Sales tax compliance comes in many forms, and use tax is one of them. You may see the term “sales and use tax” when applying for a sales tax permit in a state, filing a sales tax return in a state, or checking your economic nexus thresholds within a state.

What’s the definition of sales tax? What’s the definition of use tax? What’s the difference between use tax and sales tax?

Sales and use tax generally refer to the same thing: A percentage tax on the price of a sale that is collected by a merchant or consumer and remitted to the government. However, there are subtle differences in how these taxes are collected and remitted.

Sales tax defined:

Sales tax is a tax on the sale, transfer, or exchange of a taxable item or service, at the point of sale. Businesses with nexus in a state, must charge sales tax to customers located in those states where they have nexus. Sales tax is collected in addition to the price of the item and charged to the end customer. Sales tax is not meant to be paid out of pocket by the business, it is meant to be collected from the customer.

Sellers Use Tax or Vendors Use Tax

You’ve likely heard the terms “use tax” and “sales tax” used together, possibly even interchangeably, however not all “use tax” is the same. There is a big distinction between something called Consumers Use Tax and Sellers Use Tax (you may see the term “Vendors Use Tax” as well).

Sellers use tax is a transaction tax (like sales tax), calculated as a percentage of the sales price, and remitted by an out-of-state seller to the state. Sellers use tax only applies to “remote sellers” who are generally defined as businesses who have nexus in the state (such as economic nexus) but who are not based in the state.

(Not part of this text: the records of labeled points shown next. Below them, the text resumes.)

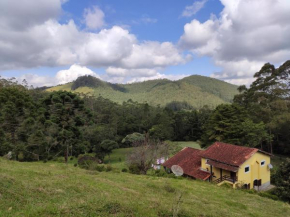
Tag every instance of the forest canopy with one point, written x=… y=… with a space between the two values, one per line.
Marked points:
x=40 y=125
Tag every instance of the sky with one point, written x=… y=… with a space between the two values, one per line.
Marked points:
x=51 y=42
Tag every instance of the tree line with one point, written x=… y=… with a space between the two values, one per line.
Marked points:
x=37 y=125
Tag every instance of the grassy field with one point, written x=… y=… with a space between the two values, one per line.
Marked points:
x=56 y=189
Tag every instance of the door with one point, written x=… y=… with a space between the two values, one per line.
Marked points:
x=233 y=176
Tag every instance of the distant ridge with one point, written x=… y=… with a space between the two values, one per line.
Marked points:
x=196 y=90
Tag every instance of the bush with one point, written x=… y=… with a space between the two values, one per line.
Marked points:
x=124 y=170
x=100 y=168
x=109 y=168
x=88 y=162
x=21 y=156
x=268 y=195
x=134 y=169
x=169 y=188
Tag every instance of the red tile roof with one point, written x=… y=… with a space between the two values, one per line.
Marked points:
x=228 y=154
x=190 y=161
x=223 y=166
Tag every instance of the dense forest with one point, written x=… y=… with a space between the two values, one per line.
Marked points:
x=40 y=125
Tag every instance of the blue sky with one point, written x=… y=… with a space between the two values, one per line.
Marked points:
x=54 y=41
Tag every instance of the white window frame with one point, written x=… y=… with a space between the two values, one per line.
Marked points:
x=246 y=167
x=263 y=161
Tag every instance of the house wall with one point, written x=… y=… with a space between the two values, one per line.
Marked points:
x=216 y=171
x=256 y=171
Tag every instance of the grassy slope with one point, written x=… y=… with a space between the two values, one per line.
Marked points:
x=56 y=189
x=196 y=90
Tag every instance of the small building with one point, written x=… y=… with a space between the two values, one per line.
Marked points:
x=158 y=163
x=225 y=163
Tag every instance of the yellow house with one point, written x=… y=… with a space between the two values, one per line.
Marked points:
x=225 y=163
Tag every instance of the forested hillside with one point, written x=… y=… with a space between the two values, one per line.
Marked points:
x=196 y=90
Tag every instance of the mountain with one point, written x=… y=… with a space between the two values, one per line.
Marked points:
x=196 y=90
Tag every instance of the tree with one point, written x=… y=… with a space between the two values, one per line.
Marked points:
x=231 y=123
x=144 y=154
x=268 y=100
x=107 y=146
x=133 y=138
x=282 y=181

Some states have the option to register for a regular sales tax license or the option to register for a sellers use tax license. In most cases, this is usually just differentiating businesses who are physically located in a state vs businesses located outside the state. A few examples of states with both sales tax license types and sellers use tax license types are listed below.

Consumers Use Tax

Consumers Use tax is a complement to sales tax, applied when taxable goods or services are used, stored, or consumed within a state after being purchased from out-of-state vendors who didn’t collect sales tax. Its purpose is to protect local retailers and ensure tax fairness, especially in the era of online commerce.

Consumer use tax is paid directly by the purchaser to the state department of revenue by filing a use tax return, including an amount on a sales tax return, or in some states, by including an amount on the income tax return.

An easy way to think about Consumer Use tax is whether your business “consumed” or “used” something for your business and you didn’t pay sales tax when buying the that item.